Wednesday, 12 October 2011

Poetry Crisis

Homeless in the house of Keats

By Mark Cantrell

Poet Benjamin Zephaniah took in a group of homeless and vulnerably housed people to show them around Hampstead House, London, and lead them in a poetry workshop; all part of efforts to help them overcome their problems.

The group were all involved with the Crisis Skylight London initiative, part of the charity Crisis’ effort to help the homeless, and the tour and writing workshop were aimed at boosting their confidence as much as introducing them to home of the Romantic poet John Keats.

“This may be a wonderful grand house in a very expensive part of London, but when Keats came here he was down, he was lout, he was homeless, he was ill and needed help,” said Zephaniah. “Actually the number one group of people who should come here should be homeless people.”

Keats lived out the final years of his life at Hampstead House, Wentworth Place, Hampstead, having gone there in despair after losing his parents and brother to tuberculosis.

Zephaniah is currently the poet in residence at Keats’ former home.
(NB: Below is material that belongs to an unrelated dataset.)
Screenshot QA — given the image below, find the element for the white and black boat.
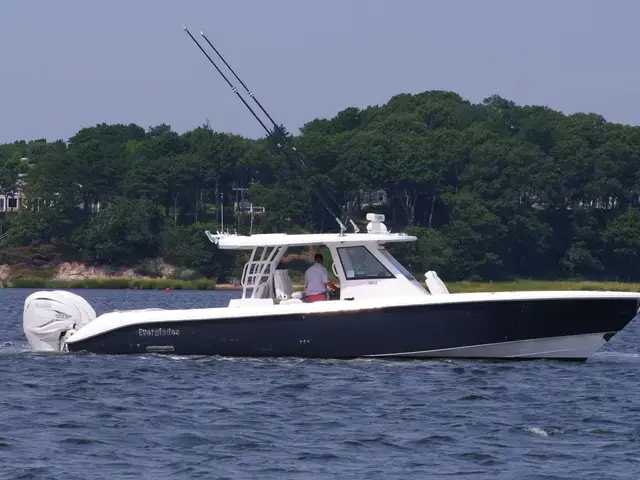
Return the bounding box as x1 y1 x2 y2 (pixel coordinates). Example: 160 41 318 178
24 214 640 360
23 27 640 359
After the tour and creative writing class, the group took part in an impromptu poetry reading session. “Creative writing is one of the classes the charity offers to help vulnerable and homeless people rebuild their confidence, which can be ground down by the experience of homelessness,” said a spokesperson for the charity.

In the poetry session, Zephaniah talked about his early life and how he became a poet. To illustrate his ‘backstory’ he read both early poems and recent examples of his work. Crisis members then talked and performed some of their own poems.

“It’s been really positive because I didn’t want to just do a workshop where I am the expert and I’m just lecturing to people,” Zephaniah added. “It was a sharing poetry experience with a group of people who are really passionate about poetry.”